本体に著者近影の写真があり、佐野洋の解説がある。
その内容は佐野が書いているように、土屋作品との出会いと、土屋が過去に書いている文章の紹介であり、その後に少しのこの作品の解説がある。
「(前略)。個人的な思い出にページを使いすぎたが、この小説についても一言触れて置こう。恐らく出版社は『土屋氏の何年ぶりの書き下ろし』というような宣伝をするであろう。 しかし、久しぶりであろうと、先月出して今月だろうと、作品の価値とは関係ないのだ。要はそれが面白い小説であるかどうかだ。その意味では、これは決して読者を失望させない小説だと保証するが、同業の後輩からみると、使われている技法が新鮮で、なるほどと勉強になった。(後略)」
長編「不安な産声」は、千草検事シリーズの最終作だ。
「過去の章」と「現在の章」が犯人側から書かれ、その次の「事件の章」が検事の側から描かれる、最後の「未来の章」は犯人の上申書として書かれている。
佐野は「上申書は倒叙の手法とも違っている。上申書は手紙であるから、その形は自由であり、作者が思う存分腕を振るうことができる。(後略)」と書いている。
(2025/12/02)
「土屋隆夫「華やかな喪服」」
土屋隆夫「華やかな喪服」は、1996年に光文社から出版された長編だ。
「華やかな喪服」は、ハードカバーの単行本で。帯に「『不安な産声』から七年--。」とある。
カバーには、「畢生尾の書き下ろし長編」と書かれており、本文のあらすじが書かれている。

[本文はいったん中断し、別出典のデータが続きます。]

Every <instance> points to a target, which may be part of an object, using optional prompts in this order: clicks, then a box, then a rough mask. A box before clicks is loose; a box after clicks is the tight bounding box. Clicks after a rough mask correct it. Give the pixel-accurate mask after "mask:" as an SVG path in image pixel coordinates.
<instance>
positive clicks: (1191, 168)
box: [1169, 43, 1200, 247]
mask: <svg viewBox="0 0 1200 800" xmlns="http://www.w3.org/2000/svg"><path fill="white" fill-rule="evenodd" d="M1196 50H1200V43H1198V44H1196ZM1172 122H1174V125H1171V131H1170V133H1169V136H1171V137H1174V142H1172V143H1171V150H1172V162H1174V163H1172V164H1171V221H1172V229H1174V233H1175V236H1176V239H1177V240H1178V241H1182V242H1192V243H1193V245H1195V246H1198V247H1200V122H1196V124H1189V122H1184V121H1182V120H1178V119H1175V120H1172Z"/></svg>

この頃の土屋は、オーソドックスな本格推理小説ではなく、小説技法での色々な試みを行おうとしているようだ。
それ故に、千草検事の様なレギュラー探偵は起用せず、問題編と解決編のような書き方でもない。
それは、初期の長編のような作品を期待している人とは、乖離が生じたようだ。
本作は主に、二人の登場人物の、由紀と江森警部補の視点から交互に描かれており、それぞれが異なる謎を持つ二人探偵とも言える扱いとなっている。
二人が出会うまでをサスペンス色が濃く描き、出会うと一気に急な展開になってゆく。